As EVE Online is a pay-to-play game, it’s unlikely that I would cover it being that we lean towards the free-to-play market. However, EVE has some interesting elements that align it a little bit with the free-to-play models that we all know any love. The game presents an interesting sociological model of a coherent, single-shard universe in which everything in game is produced by players. The ships, weapons, items, and even space stations are all built from the ground up by players who mine the raw materials, craft the underlying components, and fuel both the industry and markets that produce them.

Eve Online is from top-to-bottom a player driven MMO.

In 2009, CCP Games, the Icelandic developer and publisher of Eve Online introduced the PLEX—or Pilot License Extension—which were essentially an in-game item purchasable for real-world cash that provided a month worth of subscription extension. Since the PLEX was an in-game item, it could be traded between players and sold on the market. As a result, the in-game currency ISK could be generated via purchasing a PLEX and selling it on the market. The items began to gain in-game value and in fact players who spent enough time to have a particularly high ISK income could forgo a subscription and instead purchase PLEX in order to keep playing.

This means that for certain players, EVE essentially became a free-to-play game.

Recently, CCP started looking into adding a microtransactions transaction system in order to support a cash shop. Initially this was sold to players as part of a change to their game that would give players actual avatars. For all the years since its inception, EVE has been all about spaceships—unlike the standard MMO, players where “pilots” in concept only and the only thing people really saw of each other were spaceships. CCP pushed for a content expansion called “Incarna,” a word which mimics incarnate or “in the flesh”; in June they announced an upcoming feature called Captain’s Quarters, which would introduce actual walk-around avatars for players.

With avatars that could walk around the game world, CCP realized that they could outfit these characters, accessories, garments, and all manner of customization as seen in other games. With dollar-signs in their eyes they argued the merits and pitfalls of a cash-shop system openly in front of players and mentioned an entirely new microtransaction currency that would be connected to real-world money designed for the purchase of these items.

Needless to say, the culture of EVE did not take this sitting down. The introduction of items that couldn’t be crafted by players wouldn’t be stomached by a community who poured time, sweat, and tears into everything in the game (another thing which makes being blown up in the game a disincentive to enter combat.) However, just the introduction of these items—clothing for avatars—couldn’t account for the truly violent reaction of players.

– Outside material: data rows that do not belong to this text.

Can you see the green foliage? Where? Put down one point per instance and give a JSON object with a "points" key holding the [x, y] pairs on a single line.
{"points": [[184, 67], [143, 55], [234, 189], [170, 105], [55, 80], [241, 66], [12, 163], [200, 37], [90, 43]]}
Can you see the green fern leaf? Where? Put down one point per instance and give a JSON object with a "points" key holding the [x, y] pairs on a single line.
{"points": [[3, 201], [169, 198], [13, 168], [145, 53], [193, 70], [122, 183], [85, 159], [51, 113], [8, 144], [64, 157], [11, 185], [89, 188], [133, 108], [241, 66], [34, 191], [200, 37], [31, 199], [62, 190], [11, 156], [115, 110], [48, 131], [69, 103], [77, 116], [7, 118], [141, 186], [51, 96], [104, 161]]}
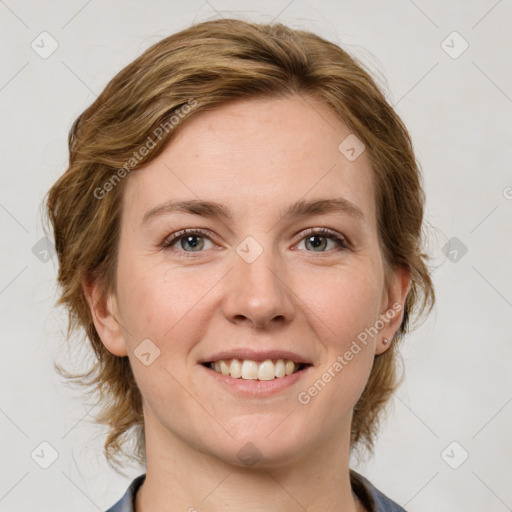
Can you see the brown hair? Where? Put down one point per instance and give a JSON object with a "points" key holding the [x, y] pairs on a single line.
{"points": [[208, 65]]}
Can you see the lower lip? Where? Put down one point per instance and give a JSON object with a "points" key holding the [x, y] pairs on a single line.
{"points": [[257, 388]]}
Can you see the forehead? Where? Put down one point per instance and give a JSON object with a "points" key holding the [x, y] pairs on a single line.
{"points": [[256, 156]]}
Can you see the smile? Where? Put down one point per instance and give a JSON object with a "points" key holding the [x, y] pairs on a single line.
{"points": [[248, 369]]}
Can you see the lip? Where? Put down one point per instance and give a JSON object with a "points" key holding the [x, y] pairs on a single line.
{"points": [[256, 388], [256, 355]]}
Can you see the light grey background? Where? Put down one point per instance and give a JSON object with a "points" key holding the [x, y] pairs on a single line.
{"points": [[458, 110]]}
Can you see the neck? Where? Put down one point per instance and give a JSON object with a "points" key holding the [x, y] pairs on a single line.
{"points": [[181, 477]]}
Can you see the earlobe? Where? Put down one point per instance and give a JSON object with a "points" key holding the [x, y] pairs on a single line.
{"points": [[392, 311], [105, 316]]}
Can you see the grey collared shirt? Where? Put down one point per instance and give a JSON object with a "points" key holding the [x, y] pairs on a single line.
{"points": [[371, 497]]}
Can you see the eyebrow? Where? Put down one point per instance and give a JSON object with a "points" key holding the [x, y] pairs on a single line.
{"points": [[212, 209]]}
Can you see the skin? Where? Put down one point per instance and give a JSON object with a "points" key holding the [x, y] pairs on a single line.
{"points": [[256, 156]]}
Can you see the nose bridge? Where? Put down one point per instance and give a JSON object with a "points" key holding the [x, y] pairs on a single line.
{"points": [[257, 288]]}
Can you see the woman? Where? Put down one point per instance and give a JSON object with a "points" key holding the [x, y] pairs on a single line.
{"points": [[239, 233]]}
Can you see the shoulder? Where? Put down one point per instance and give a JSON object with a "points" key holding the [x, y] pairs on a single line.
{"points": [[127, 502], [370, 496]]}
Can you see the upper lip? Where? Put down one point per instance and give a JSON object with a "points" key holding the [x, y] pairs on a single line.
{"points": [[256, 355]]}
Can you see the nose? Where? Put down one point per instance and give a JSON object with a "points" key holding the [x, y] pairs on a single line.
{"points": [[258, 294]]}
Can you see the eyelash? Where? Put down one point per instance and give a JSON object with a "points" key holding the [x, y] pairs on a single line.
{"points": [[175, 237]]}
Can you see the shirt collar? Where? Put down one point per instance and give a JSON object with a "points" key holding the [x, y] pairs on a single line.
{"points": [[371, 497]]}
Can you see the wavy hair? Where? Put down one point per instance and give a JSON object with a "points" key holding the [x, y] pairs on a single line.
{"points": [[212, 63]]}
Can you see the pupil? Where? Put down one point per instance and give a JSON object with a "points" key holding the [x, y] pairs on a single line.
{"points": [[315, 245], [192, 241]]}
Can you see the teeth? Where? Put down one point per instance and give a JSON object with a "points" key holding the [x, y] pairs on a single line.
{"points": [[253, 370]]}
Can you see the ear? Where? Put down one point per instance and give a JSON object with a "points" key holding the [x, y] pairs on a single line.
{"points": [[105, 315], [392, 307]]}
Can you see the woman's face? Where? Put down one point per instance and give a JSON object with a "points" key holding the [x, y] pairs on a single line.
{"points": [[253, 282]]}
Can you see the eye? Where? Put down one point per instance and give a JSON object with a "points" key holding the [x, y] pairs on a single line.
{"points": [[318, 237], [193, 238]]}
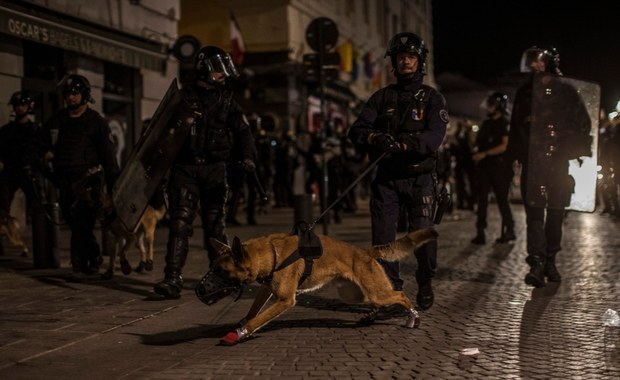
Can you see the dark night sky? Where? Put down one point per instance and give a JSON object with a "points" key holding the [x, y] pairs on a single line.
{"points": [[484, 39]]}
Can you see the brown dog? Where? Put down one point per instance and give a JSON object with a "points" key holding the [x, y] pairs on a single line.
{"points": [[143, 236], [10, 227], [259, 260]]}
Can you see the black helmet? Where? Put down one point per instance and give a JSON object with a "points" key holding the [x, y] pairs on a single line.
{"points": [[210, 59], [406, 42], [498, 100], [77, 84], [551, 58], [22, 97]]}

Ars Technica ran an article about the $60 monocle that has become the masthead for all the fears of the EVE Online population who saw the intrusion of microtransactions into their community as presenting the possibility of so-called “gold ammo” or “gold spaceships.” To wit, game items that would change gameplay that could only be purchased with real-world microtransactions. This fear actually rose out of documents leaked from CCP where they argued amidst themselves the pros and cons of such a system.

These fears triggered an in-game riot/protest, as described in the Ars article, involving a number of players flying into Concord space and attacking an invulnerable monument there. They designed this action as a sort of cyber sit-in that would generate so much server traffic at that point as to slow down and lag the area so much as to make it unstable to all players. And, since EVE is a single-shard persistent universe, it could potentially affect all players who wanted to access that region.

As to what CCP really intended, however, reading a recent interview on MMORPG.com with EVE Online Lead Designer Kristoffer Touborg painted a picture of misunderstanding and miscommunication from CCP staff to their player base.

“I would have loved to just copy paste ‘GOLD AMMMO GETS INTO EVE WHEN IT’S TAKEN FROM MY COLD, DEAD HANDS’ everywhere,” Touborg is quoted saying. “That’s not to say that gold ammo is universally awful, I just don’t think it fits into our particular universe.”

While this may mollify some of the discontent, it doesn’t cover all of the criticisms fans of the game have of the new content patch, Incarna, and the potential microtransaction system in general. Many pilots on EVE has expressed discontent at CCP enlarging the sphere of the moneymaking schemes of the game while appearing to ignore numerous bugs and flaws in the gameplay itself. Many criticize CCP for developing Incarna, avatars, and a microtransacton system while ignoring critical issues.

Needless to say, whatever direction CCP chooses to go, they hold a monopoly on the type of game EVE Online is.

In the MMO ecology there are no other games that fill its niche. EVE Online is a persistent, single-universe science fiction space military game with an entirely player-run economy. While current players certainly might call out in protest and potentially desire to ditch their accounts in order to call attention to their complaints they have nowhere else to go for the same or even similar experience.

While the agitation in the player base seems to have simmered down for a while, we’re probably not going to see the end to turmoil as Incarna rolls out and microtransactions roll in.